Energy as a strategic advantage
Pakistan may have structural advantages, such as underused electricity capacity, but whether these translate into meaningful AI capability depends on careful policy and execution. Pakistan’s installed electricity generation capacity now exceeds 46,000 megawatts, yet large portions of that capacity remain underutilized as grid demand fluctuates and solar adoption accelerates. Recent estimates suggest that significant generation capacity sits idle during certain periods, creating a rare opportunity to redirect surplus power toward digital infrastructure rather than leaving it economically stranded. Recognizing this potential, policymakers have already discussed allocating around 2,000 megawatts of electricity in an initial phase for high-performance computing and AI data centers.
Globally, energy is rapidly becoming the bottleneck of the AI economy. As demand for AI data centers expands, countries capable of providing reliable electricity at scale are increasingly attractive locations for compute infrastructure. If Pakistan strategically aligns its surplus energy capacity with national AI infrastructure planning, it could transform an existing inefficiency in the power sector into a strategic advantage, supporting domestic AI operations while maintaining control over critical systems.

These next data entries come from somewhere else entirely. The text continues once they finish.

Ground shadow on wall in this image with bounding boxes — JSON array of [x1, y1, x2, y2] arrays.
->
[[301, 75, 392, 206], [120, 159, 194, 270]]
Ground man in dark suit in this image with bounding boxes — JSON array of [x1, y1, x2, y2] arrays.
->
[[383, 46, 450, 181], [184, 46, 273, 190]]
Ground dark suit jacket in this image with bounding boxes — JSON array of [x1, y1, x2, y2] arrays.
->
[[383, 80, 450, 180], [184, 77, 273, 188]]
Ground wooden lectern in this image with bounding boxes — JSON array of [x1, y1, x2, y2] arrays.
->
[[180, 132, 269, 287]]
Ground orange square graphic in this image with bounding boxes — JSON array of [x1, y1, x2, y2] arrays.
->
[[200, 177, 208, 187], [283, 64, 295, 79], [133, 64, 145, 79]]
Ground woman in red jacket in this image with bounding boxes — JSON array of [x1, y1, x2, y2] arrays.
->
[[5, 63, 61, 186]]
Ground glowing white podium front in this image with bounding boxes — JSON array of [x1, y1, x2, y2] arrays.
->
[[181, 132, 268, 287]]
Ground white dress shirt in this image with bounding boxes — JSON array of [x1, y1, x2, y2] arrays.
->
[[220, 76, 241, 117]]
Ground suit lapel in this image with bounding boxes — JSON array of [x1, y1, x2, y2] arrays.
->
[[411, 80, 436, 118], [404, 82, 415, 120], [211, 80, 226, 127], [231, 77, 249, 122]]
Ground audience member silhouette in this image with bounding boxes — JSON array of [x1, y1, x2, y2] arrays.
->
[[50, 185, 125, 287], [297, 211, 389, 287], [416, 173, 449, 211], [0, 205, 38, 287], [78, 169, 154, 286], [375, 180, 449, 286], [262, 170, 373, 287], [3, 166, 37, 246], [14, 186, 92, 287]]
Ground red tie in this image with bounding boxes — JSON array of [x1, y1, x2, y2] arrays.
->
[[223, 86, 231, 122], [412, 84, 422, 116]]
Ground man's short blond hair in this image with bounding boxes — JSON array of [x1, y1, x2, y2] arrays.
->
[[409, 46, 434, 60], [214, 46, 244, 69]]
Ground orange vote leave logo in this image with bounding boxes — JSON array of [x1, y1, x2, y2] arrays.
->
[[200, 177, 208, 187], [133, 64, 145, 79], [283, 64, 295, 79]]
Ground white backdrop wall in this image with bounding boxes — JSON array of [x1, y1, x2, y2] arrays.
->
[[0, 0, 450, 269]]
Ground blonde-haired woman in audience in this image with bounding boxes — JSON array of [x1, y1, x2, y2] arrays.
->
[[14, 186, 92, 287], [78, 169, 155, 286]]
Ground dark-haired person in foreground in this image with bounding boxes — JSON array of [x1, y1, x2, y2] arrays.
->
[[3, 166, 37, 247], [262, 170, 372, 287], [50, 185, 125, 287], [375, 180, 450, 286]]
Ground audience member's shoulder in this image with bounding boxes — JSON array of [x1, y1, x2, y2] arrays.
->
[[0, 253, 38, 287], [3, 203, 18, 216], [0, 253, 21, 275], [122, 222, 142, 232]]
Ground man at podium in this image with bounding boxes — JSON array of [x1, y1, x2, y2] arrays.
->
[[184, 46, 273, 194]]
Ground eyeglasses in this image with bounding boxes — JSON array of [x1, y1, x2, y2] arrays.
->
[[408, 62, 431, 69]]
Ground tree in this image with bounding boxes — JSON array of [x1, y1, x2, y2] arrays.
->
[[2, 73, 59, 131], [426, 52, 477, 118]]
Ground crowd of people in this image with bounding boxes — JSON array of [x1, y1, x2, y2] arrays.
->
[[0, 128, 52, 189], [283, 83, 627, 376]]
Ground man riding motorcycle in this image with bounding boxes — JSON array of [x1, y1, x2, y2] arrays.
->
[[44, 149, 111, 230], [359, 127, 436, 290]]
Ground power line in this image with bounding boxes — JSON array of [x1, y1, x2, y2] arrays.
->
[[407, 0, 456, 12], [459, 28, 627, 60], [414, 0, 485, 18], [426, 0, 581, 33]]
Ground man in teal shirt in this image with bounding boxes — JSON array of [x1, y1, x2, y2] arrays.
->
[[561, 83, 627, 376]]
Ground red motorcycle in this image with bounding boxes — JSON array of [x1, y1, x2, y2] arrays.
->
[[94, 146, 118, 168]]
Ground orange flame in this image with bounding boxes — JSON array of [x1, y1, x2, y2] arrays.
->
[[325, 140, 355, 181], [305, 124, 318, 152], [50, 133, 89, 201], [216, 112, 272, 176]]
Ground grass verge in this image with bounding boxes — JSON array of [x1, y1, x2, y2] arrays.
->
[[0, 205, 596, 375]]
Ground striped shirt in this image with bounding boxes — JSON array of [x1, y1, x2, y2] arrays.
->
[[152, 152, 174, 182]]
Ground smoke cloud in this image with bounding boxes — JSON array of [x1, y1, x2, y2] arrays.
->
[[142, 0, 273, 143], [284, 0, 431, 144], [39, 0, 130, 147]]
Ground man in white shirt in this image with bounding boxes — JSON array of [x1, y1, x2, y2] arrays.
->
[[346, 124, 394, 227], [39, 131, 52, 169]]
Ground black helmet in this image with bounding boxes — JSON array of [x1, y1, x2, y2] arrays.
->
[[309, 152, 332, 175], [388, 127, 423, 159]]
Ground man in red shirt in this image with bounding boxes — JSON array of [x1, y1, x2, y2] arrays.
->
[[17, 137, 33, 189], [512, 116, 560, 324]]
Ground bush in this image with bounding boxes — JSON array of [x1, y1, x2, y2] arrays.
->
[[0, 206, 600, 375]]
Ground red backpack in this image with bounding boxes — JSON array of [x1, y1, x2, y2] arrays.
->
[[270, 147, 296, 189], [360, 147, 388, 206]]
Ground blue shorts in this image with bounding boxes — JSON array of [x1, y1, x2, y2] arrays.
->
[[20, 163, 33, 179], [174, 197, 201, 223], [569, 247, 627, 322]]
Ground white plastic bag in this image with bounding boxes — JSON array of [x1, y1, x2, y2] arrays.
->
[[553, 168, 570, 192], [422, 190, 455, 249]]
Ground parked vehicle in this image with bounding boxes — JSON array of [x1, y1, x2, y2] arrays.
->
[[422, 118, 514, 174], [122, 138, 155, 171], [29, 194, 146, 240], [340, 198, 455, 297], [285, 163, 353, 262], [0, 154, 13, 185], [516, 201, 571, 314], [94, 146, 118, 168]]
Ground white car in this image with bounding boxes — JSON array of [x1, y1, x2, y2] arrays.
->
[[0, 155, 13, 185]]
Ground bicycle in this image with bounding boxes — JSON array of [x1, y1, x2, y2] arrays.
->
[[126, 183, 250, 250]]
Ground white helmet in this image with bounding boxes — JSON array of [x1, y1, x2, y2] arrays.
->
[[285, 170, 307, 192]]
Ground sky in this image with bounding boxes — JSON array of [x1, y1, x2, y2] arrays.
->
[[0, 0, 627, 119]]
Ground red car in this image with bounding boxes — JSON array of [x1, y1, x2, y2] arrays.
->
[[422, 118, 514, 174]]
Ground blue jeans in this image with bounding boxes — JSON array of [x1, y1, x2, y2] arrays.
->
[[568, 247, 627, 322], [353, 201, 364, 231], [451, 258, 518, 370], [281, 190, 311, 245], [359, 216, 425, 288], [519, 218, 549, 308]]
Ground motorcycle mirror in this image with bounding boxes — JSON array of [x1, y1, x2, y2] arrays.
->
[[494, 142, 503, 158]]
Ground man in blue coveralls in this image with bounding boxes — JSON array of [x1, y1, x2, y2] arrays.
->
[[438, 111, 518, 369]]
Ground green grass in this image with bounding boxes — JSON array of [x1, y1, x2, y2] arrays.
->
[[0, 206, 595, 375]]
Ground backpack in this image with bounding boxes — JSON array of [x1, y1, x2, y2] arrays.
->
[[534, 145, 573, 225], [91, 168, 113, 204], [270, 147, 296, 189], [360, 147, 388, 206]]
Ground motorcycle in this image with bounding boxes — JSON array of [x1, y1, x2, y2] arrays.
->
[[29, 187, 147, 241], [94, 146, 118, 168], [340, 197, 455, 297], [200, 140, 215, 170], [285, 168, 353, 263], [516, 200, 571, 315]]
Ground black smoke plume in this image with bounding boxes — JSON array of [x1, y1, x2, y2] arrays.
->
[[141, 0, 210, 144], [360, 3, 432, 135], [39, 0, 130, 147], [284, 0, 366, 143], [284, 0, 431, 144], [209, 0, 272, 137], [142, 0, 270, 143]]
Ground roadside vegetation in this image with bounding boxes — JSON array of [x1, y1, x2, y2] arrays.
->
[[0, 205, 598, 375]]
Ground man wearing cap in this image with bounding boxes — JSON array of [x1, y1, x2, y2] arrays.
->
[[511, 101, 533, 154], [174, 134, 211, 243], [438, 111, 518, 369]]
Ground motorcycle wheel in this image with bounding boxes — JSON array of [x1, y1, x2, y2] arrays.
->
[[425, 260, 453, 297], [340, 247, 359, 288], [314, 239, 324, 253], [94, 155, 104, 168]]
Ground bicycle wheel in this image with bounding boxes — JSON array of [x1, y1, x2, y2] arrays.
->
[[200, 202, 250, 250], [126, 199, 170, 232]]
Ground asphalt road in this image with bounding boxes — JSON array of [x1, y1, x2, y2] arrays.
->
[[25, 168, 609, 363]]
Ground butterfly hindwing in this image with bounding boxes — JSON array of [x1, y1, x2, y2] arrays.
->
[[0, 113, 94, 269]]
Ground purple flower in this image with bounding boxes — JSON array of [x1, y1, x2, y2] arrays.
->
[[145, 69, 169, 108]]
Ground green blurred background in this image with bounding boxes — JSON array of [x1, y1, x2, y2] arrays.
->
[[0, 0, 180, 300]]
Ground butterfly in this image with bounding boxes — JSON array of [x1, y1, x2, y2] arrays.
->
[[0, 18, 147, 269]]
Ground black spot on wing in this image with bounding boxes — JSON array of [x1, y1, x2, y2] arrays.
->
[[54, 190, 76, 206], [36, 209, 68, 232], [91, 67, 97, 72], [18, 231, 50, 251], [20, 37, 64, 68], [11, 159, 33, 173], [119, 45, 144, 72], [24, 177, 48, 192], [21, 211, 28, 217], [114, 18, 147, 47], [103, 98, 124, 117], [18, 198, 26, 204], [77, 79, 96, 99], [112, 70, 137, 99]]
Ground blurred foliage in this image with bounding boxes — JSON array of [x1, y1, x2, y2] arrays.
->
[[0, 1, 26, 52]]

Rather than attempting to build trillion-parameter foundation models from scratch, an endeavor that is both slow and financially unsustainable for Pakistan's current conditions, the focus should be on compressing the intelligence of large models into smaller, efficient, locally hosted open source systems. Knowledge distillation allows exactly this: taking the capabilities of resource-heavy models and producing leaner, cost-effective versions that can run on domestic infrastructure, without routing sensitive data through foreign servers and at a lower inference cost. This approach has been demonstrated in practice: researchers at Berkeley recreated OpenAI’s reasoning model for $450 in 19 hours, while Stanford researchers built their own model in just 26 minutes using less than $50 in compute credits.
The path forward
Whether Pakistan can navigate the AI transition successfully remains uncertain. Building infrastructure alone does not guarantee strategic agency. Countries that succeed will be those that control their technological foundations, shape how AI operates within critical institutions, and maintain regulatory authority as the technology evolves, rather than those with the largest models or deepest capital.
Pakistan already has key ingredients for this kind of agency, including a growing AI-optimized computing infrastructure, a large technical workforce, and emerging national investments in AI. Turning these advantages into meaningful sovereignty will depend on strong policy frameworks, effective governance, and careful oversight. Institutions such as the National AI Taskforce, which coordinates a cross-sector roadmap, and the National Center of Artificial Intelligence, which supports research and deployment, provide a foundation. Pakistan has the talent, domain knowledge, and data assets that could support a meaningful position in the global AI landscape, but achieving this will depend entirely on deliberate strategy, sustained investment, and careful risk management.